Dopo i Powerhouse Four, nel 1956, e i Blues Syndacate, nel 1962, Mayall fonda i suoi Bluebreakers, che nel 1963, dal Marquee Club di Londra (con al basso John McVie, futuro Fleetwood Mac) arrivano a far da spalla a John Lee Hooker. La Decca li mette per breve tempo sotto contratto per ‘Crocodile Walk’, singolo e relativo album live dallo scarso riscontro, riprendendoseli nel 1966 per ‘Blues Breaker with Eric Clapton’, disco all’insegna del Chicago blues e al tempo stesso esordio come cantante solista di Clapton che in ‘Ramblin’ On My Mind’ si produce in uno dei suoi tributi a Robert Johnson. Ma all’oscuro di Mayall, che dalla critica britannica deve ingoiare l’idea che il disco della sua consacrazione si debba alla presenza di Clapton, Slowhand è già promesso sposo ai Cream di Jack Bruce e Ginger Baker. Al suo posto arriverà Peter Green, altro futuro Fleetwood Mac, per un vai e vieni da e per i Bluebreakers che sa di ‘collettivo’. Dopo Green sarà la volta di Mick Taylor, che nel 1969 sostituirà il defunto Brian Jones nei Rolling Stones dopo una manciata di album da Top 10: l’ultimo della serie, ‘Bare Wires’ (1968), chiude temporaneamente l’era John Mayall’s Bluesbreakers, nome usato dal 1963 al 1970 e riproposto nel 1985 per ‘Return of the Bluesbreakers’, con gli originari McVie e Colin Allen, featuring Taylor. Nella lunga parentesi non Bluesbreakers, oltre a mettersi in salvo dall’incendio della propria casa (anno 1979, il musicista perde 25 anni di diari personali e una preziosa collezione di pornografia vintage), Mayall porta avanti la missione di diffondere il black blues, ma aprendo a momenti acustici (‘Back To the Roots’, 1971, album in cui ritrova Clapton) e altri di jazz e R&B. Discograficamente, i Novanta si distinguono per gli album ‘Wake Up Call’ (1993) e ‘Spinning Coin’ (1995).
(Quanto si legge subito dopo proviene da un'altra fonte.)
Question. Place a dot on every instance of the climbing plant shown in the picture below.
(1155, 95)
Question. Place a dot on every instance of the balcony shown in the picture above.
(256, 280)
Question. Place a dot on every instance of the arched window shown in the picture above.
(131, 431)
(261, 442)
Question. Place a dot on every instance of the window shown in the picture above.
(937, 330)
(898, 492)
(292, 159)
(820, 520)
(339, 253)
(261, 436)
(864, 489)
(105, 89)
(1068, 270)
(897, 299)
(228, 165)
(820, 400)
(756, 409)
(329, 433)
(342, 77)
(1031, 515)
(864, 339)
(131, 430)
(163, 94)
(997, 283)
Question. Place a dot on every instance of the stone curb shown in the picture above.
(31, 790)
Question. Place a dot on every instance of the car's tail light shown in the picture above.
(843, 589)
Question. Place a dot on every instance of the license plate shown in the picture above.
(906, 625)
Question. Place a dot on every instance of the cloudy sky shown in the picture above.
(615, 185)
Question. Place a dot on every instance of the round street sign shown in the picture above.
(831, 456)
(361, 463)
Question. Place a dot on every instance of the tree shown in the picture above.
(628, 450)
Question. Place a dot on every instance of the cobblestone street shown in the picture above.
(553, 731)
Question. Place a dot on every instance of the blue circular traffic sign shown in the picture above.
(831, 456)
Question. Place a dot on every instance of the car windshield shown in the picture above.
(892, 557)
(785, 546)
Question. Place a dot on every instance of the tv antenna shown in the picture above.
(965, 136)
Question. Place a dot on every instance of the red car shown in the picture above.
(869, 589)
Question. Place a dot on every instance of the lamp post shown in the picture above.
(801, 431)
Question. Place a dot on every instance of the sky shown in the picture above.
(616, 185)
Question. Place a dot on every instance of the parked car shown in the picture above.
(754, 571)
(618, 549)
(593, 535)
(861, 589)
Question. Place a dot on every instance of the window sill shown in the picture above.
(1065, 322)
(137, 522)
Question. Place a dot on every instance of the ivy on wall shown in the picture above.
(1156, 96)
Tra riunioni e dismissioni, molti dei Bluesbreakers convergono nel 2001 per i quarant’anni di carriera di Mayall – da cui il celebrativo ‘Along for the Ride’, con ospiti illustri (Chris Rea, Steve Cropper, Jeff Healey, Steve Miller) –, e nel 2003 per i suoi settant’anni, alla Liverpool Arena con Clapton e Taylor, da cui il dvd. L’ultima dismissione risale al 2008; l’ultimo album di Mayall è del 2022, ‘The Sun is Shining Down’.

Faro (fari)

Dal 2005 John Mayall è Ufficiale dell’Ordine dell’Impero britannico. La Rock and Roll Hall of Fame lo aveva voluto tra i suoi imprescindibili membri giusto quest’anno. Nel 2015 l’artista si era raccontato nell’autobiografia ‘The Blues Crusader’: “In un certo senso sono ancora un outsider”, dichiarava in quei giorni al magazine Blues Blast parlando della lunga lontananza dalle alte classifiche: “Mi diverto a suonare, situazione che può risultare invidiabile perché chi fa parte di band di grande successo a volte resta bloccato dalla fama e non può improvvisare ed esplorare”.

‘The Blues Crusader’ è la storia di un talent scout che ha aperto la strada a molte giovani stelle, alcune delle quali sono ora il faro che Mayall fu per loro. Una di queste, nelle ultime ore, lo ricorda così: “Voglio ringraziarti per avermi salvato dall’oblio quando a diciott’anni avrei voluto lasciare la musica”, dice l’oggi 79enne Eric Clapton, che apre e chiude il nostro ricordo. “John mi ha insegnato la tecnica, la voglia di suonare la musica che amo ascoltando le motivazioni interne, senza pressioni esterne. Gli devo la mia ricerca, fatta in casa sua, sul Chicago blues del quale era profondo conoscitore, e l’aver suonato con la sua band”. E ancora, con ironia british: “John è stato il mio mentore: io in cambio gli ho mostrato quanto divertente fosse bere, a lui che era un padre di famiglia. Mi mancherà, spero di incontrarlo dall’altra parte. Ci vediamo presto, ma ‘non adesso’, come si dice nel ‘Gladiatore’. Che Dio ti benedica, e grazie”.